A maior razão para que ela nunca dissesse para o teu povo que tinha um filho, foi para salvar a vida dele, então parece com essa baboseira de doutora e esse papo furado de que ela trabalhou com vocês, pois ela foi uma escrava em suas mãos.
Locke olhava furiosamente para a fada, que tinha uma expressão de confusão e dúvida em seu rosto.
- A tua história nem sequer faz sentido!! A Guerra aconteceu há 63 anos atrás, se realmente você fosse filho da Helena, você deveria ser um idoso, não um garoto. Disse Miefa, questionando Locke.
- Vamos fada, use um pouco a sua vasta inteligência. Eu só estou aqui agora porque saltei no tempo com a máquina que meus pais criaram naquele maldito dia, depois que conseguiram capturar a minha mãe, eu passei mais uma semana vivendo e me escondendo em buracos no solo, comendo raízes, bebendo águas sujas e carregando aquele maldito aparelho nas costas. Até que soldados Alterizans chegaram perto demais e aquela máquina me salvou, me levando para um tempo distante.
- Você está dizendo que descobriu a viagem no tempo? Você? Mesmo a Doutora Helena que trabalhou durante meio século com tecnologia muito avançada, só conseguiu buscar dias aleatórios e trazer coisas do passado sem muita precisão. Como uma criança teria conseguido tamanha façanha?
- Isso não lhe diz respeito, se tem uma coisa que aprendi é que as fadas adoram me subestimar, sempre trataram os humanos como inferiores e matam sem pudor algum. Comentou Locke virando de costa para a fada.
- Estavam em guerra, milhares de fadas morreram também, a crueldade não é uma exclusividade da minha raça.
Falou a fada de forma irritada, enquanto se escorava na parede e tentava processar toda a informação que descobrira.

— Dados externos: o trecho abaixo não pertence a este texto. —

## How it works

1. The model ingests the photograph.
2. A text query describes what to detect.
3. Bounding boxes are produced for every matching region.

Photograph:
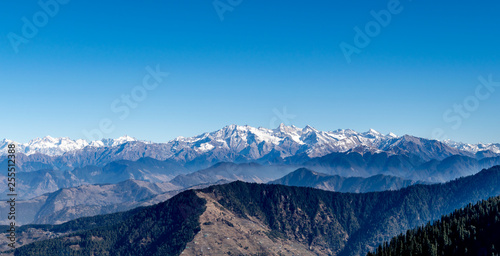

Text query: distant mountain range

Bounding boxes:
[0,125,500,182]
[0,124,500,167]
[0,166,426,225]
[6,167,500,256]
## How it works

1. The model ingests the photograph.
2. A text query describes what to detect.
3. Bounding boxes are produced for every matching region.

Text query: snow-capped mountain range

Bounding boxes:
[0,124,500,161]
[0,136,136,156]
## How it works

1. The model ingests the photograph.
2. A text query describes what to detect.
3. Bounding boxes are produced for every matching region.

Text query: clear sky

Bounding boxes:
[0,0,500,143]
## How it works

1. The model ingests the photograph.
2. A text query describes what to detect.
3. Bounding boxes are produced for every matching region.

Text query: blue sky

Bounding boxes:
[0,0,500,143]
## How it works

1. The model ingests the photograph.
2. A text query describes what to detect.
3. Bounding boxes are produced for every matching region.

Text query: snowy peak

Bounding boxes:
[0,136,142,156]
[0,124,500,160]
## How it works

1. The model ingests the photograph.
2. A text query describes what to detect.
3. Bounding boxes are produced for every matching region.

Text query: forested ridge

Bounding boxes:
[368,197,500,256]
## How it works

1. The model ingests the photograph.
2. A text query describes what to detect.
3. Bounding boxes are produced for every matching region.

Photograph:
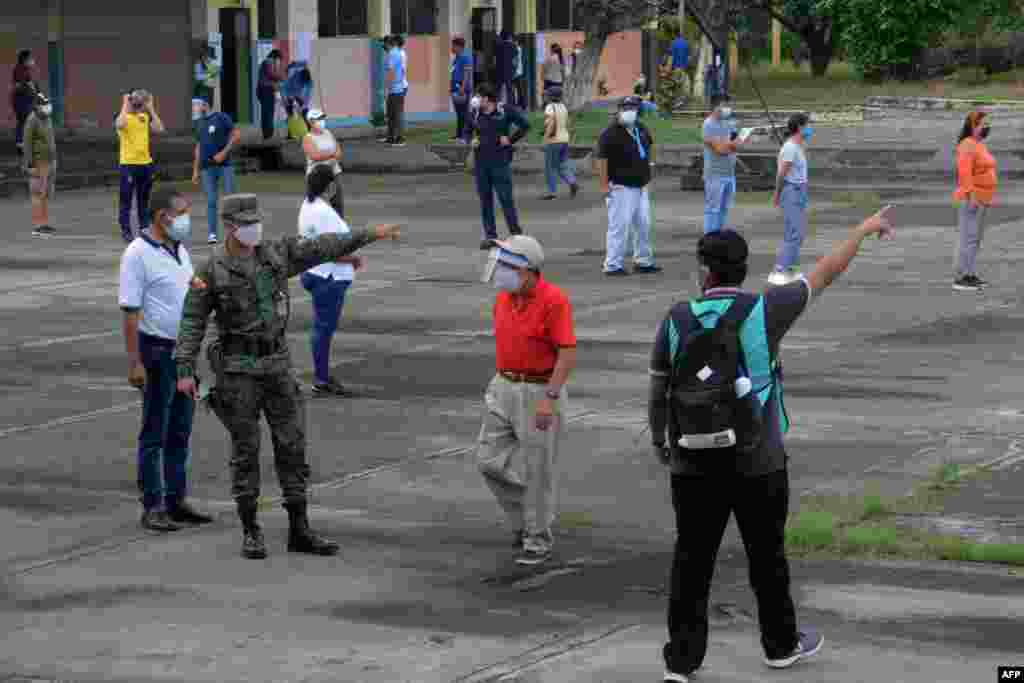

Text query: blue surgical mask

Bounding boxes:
[167,214,191,242]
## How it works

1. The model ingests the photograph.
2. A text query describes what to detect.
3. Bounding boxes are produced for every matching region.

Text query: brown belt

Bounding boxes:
[498,370,552,384]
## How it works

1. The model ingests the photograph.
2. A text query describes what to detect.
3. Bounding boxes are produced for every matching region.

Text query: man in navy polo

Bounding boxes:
[118,187,213,531]
[193,99,242,245]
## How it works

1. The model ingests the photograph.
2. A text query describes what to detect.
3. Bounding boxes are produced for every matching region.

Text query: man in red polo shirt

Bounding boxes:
[477,234,575,564]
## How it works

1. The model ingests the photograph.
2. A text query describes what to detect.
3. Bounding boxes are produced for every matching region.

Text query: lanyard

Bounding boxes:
[631,126,647,159]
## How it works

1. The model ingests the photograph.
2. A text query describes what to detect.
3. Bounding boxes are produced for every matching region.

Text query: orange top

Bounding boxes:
[953,137,998,206]
[495,278,575,375]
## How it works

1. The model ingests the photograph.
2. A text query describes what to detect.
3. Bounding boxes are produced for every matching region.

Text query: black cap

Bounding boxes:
[697,230,750,271]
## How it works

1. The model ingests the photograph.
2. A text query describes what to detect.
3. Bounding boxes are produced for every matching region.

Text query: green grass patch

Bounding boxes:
[406,111,700,146]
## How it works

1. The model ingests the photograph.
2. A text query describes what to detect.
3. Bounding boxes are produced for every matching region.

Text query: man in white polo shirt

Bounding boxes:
[118,188,213,531]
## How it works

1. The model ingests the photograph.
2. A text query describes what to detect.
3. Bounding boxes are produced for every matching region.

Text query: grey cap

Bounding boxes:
[220,195,263,223]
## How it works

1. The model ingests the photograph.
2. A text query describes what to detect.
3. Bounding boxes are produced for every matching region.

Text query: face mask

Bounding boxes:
[494,264,522,292]
[167,214,191,242]
[234,223,263,247]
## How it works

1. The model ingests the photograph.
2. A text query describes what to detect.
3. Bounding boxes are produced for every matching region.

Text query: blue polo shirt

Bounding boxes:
[196,112,234,168]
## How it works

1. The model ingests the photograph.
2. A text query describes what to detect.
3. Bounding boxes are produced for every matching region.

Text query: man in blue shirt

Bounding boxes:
[385,36,409,147]
[193,99,242,245]
[467,83,529,250]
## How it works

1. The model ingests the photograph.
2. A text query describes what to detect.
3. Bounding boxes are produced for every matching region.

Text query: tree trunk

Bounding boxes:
[805,39,836,78]
[562,35,608,112]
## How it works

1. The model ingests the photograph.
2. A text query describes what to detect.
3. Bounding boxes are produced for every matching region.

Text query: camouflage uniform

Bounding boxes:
[174,195,373,557]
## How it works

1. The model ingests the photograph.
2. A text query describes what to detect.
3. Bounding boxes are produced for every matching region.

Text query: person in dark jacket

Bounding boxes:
[256,50,283,140]
[468,83,529,250]
[10,50,40,152]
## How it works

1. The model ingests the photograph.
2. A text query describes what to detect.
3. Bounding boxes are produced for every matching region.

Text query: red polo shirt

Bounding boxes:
[495,276,575,375]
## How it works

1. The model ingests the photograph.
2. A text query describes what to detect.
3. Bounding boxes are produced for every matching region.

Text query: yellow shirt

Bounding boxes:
[118,112,153,166]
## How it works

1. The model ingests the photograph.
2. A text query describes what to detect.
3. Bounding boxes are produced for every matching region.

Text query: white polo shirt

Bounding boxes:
[118,234,194,341]
[299,197,355,282]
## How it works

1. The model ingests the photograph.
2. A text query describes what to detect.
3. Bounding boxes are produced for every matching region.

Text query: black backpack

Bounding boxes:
[669,294,763,454]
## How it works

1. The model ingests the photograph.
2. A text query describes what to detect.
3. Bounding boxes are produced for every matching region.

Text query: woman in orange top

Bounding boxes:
[953,112,996,292]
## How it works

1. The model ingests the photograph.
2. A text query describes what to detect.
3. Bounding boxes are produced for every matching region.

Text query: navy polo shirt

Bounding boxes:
[196,112,234,168]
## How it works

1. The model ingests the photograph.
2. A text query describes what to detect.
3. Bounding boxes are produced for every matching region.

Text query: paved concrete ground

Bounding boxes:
[0,174,1024,683]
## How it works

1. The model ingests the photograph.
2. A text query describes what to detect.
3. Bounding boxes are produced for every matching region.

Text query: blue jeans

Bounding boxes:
[138,334,196,510]
[119,164,153,234]
[202,164,234,238]
[775,187,807,270]
[476,161,521,240]
[301,272,352,384]
[705,176,736,234]
[544,142,575,195]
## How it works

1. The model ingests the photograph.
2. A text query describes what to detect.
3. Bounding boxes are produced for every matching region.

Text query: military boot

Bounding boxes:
[285,501,339,555]
[239,499,266,560]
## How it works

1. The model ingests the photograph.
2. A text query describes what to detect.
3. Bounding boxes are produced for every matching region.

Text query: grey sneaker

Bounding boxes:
[139,510,181,531]
[765,631,825,669]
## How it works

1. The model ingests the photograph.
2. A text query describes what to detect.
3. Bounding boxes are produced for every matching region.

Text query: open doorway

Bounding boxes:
[218,8,253,124]
[470,8,498,90]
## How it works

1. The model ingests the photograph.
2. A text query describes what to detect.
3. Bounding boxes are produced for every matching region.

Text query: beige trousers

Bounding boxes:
[477,375,568,550]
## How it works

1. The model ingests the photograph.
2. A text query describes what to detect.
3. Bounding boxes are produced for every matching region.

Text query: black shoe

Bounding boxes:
[32,225,57,238]
[285,502,341,556]
[313,377,354,396]
[953,275,981,292]
[139,510,181,531]
[242,524,266,560]
[167,502,213,524]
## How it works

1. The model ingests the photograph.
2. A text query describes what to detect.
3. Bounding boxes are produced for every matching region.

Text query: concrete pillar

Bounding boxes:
[771,18,782,69]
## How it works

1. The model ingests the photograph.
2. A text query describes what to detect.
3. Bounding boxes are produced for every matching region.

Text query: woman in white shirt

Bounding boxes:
[302,110,345,218]
[768,114,814,285]
[299,165,362,396]
[542,86,580,200]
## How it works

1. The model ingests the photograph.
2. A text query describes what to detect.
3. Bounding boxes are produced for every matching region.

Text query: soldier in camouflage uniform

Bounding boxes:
[174,195,398,559]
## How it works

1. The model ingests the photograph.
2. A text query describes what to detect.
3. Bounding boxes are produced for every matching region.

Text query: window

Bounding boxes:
[316,0,370,38]
[391,0,437,36]
[537,0,583,31]
[256,0,278,40]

- Sim, mas até mesmo uma criança Alterizan já tem capacidade para lutar e exterminar, uma cruel desvantagem para qualquer criança humana, ou idoso.
- Você é teimoso feito uma porta, os fadas não feriram crianças.
- Não? Diga isso para aquele garoto da casa no lago que perdeu o braço e viu a fazenda dos seus pais explodir bem diante dos seus olhos, pessoas inocentes que foram exterminadas sem piedade, para alimentar uma busca egoísta e cruel da tua raça.
- Que garoto? Do que você está falando? Miefa olhou de forma curiosa e irritada para Locke.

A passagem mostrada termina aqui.